La alteridad no se fundamenta en los rasgos atribuidos a los miembros de otro Estado-nación, sino que se define respecto a habitantes del mismo Estado territorial, recluidos a la condición de bárbaros Estos son los habitantes del desierto porque éste es un territorio no civilizado. Es el “desierto de las almas”, decía Vasconcelos en los primeros años del siglo XX cuando tuvo que recorrer el norte de México, porque en él sentía la extranjeridad del lugar como si estuviera no sólo en otro país, sino en un no-lugar. (p.182)

[4] Como sea, hubo periódicos que rehuyeron de los prejuicios y de la línea marcada por el Estado a la hora de abordar los sucesos de Tomóchic. Fue el caso de El Diario del Hogar, periódico de espíritu contestatario con una mirada más crítica de los acontecimientos y que, por ello, entró en polémicas con la prensa capitalina afín al gobierno de Porfirio Díaz.

[5] Dice Emanuel Carballo: “superpone tres maneras de encarar en literatura el mundo y el hombre: la romántica, la realista y la naturalista” (citado en Sandoval, 2001, p. 275).

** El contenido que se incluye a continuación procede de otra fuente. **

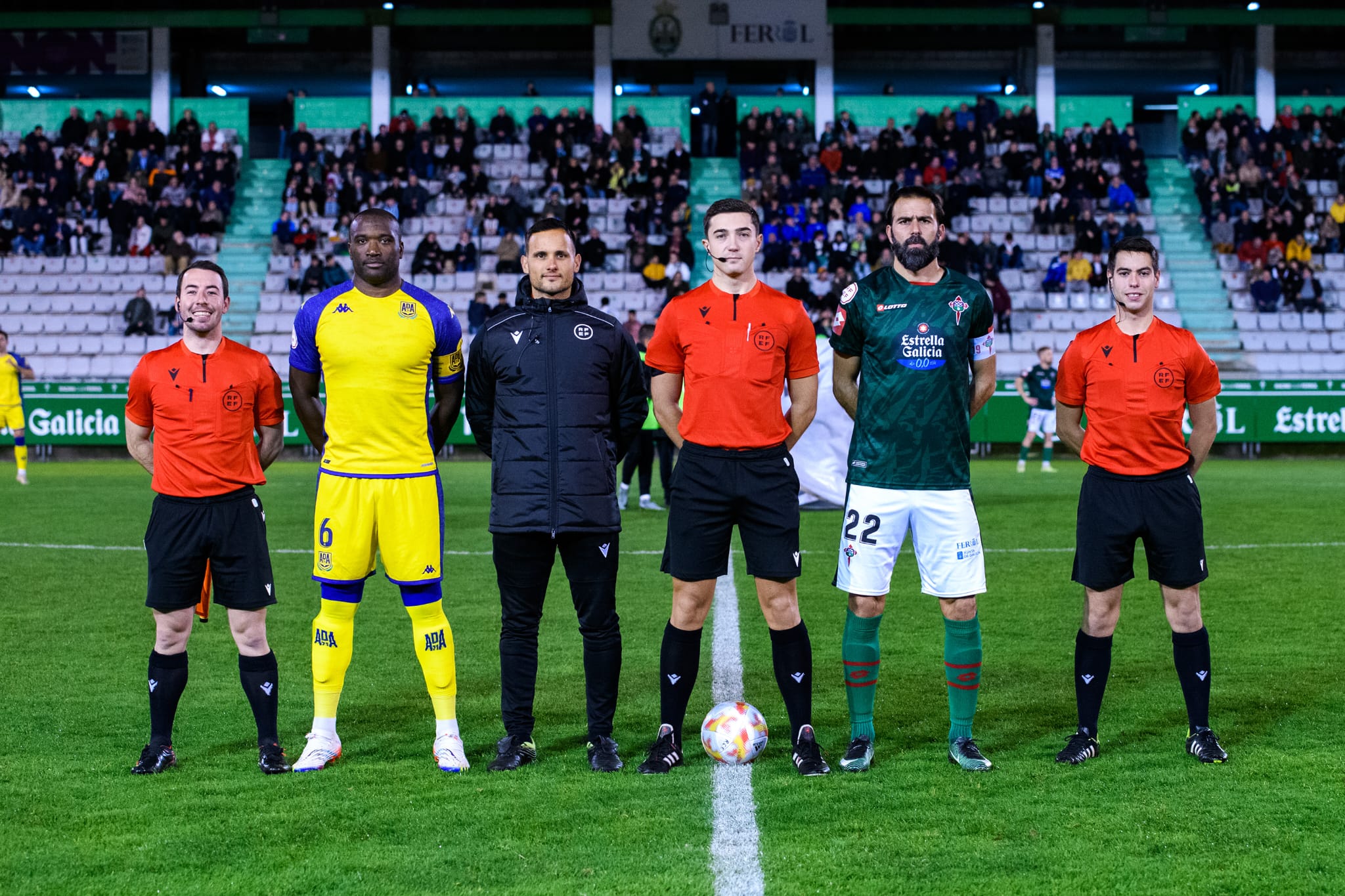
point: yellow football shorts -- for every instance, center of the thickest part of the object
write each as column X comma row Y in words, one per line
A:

Daniel Orizaga (2008) concuerda: “Tomóchic es un documento inmejorable para observar las transiciones entre corrientes literarias como el Romanticismo de principios de siglo, el Realismo —o mejor, en el caso de Frías, Naturalismo— y el Modernismo” (p. 199). Catherine Raffi-Béroud (2001), por su parte, considera que la novela tiene una “peculiar tonalidad romántico-naturalista-premodernista” (p. 284).

[6] “El 25 de mayo de 1849, la legislatura local [de Chihuahua] aprobó la ley que autorizaba la compra de prisioneros apaches o de sus cabelleras por medio de contratos y que fue conocida como ley de cabelleras, ley quinta o, sin mayores contemplaciones, como las contratas de sangre” (González y León, 2000, p. 174).